Dave sorry it's been a while since I've contributed, been busy, life, family, work and lures. 

I really enjoy your work,  insight and opinions, and Yes I've been able to build a Hunting Style Crankbait using your original thoughts of the Bill starting longer, trimming it to shorter length per lure. I've stumbled onto a lure design that seems to have a few characteristics, deep center section, weight low, shallow runner 5' or less. Now you have my attention again with the Tripple Point Hunting?

One thing I would like to clear up for myself is the difference between your thoughts and a few others? You seem to think this can be acheived with everything stationary in a lure, but a few others have the idea it may take a moving mass, weight inside the lure, kinda like the Pre Rapala Wiggle Wart from storm? I have experimented with the later and have used a slowed weight transfer insde the lure to acheive an eratic swimming action, it's hard to replicate becasue so many varibles. I have gone back and re read your posts many times, still trying to learn / understand the theroy? 

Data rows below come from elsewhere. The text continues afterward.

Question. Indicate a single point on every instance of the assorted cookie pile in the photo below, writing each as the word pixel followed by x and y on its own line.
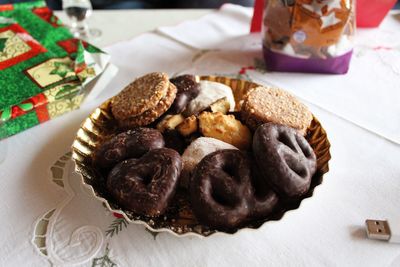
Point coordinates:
pixel 235 161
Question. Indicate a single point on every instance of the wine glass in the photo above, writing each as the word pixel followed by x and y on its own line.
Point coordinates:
pixel 78 11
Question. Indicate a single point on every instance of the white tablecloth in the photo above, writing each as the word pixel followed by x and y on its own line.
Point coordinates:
pixel 48 219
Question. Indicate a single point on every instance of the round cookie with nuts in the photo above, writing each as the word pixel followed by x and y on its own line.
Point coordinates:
pixel 143 101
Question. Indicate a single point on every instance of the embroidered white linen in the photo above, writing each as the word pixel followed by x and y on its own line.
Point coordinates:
pixel 55 216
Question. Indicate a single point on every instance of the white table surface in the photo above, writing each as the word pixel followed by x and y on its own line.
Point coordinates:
pixel 122 25
pixel 343 201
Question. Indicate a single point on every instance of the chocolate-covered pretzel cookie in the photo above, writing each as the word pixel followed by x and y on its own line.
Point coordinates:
pixel 221 188
pixel 285 159
pixel 264 199
pixel 131 144
pixel 188 89
pixel 146 185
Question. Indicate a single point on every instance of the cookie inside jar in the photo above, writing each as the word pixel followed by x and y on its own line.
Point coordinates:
pixel 216 157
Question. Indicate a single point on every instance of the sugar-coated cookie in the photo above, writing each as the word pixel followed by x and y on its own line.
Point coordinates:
pixel 225 128
pixel 195 152
pixel 210 92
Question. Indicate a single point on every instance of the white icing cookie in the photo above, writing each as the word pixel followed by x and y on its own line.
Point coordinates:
pixel 195 152
pixel 209 93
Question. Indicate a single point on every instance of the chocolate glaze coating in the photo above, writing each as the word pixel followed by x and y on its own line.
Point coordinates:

One thing I would like to ask or see is could we all agree on a few peramiters: Body shape, design, material to be balsa, weight of lure and lip design? I'm sure there are others but that would at least get us started in the right direction. The Lure I have built has proven to be a hunting action and duplicatible or at least for me and has proven to swim in an eratic action, the thing I'm missing is I've never tried to acheive the S Style swimming action, I consider that more a swimbait action, not a crankbait action? 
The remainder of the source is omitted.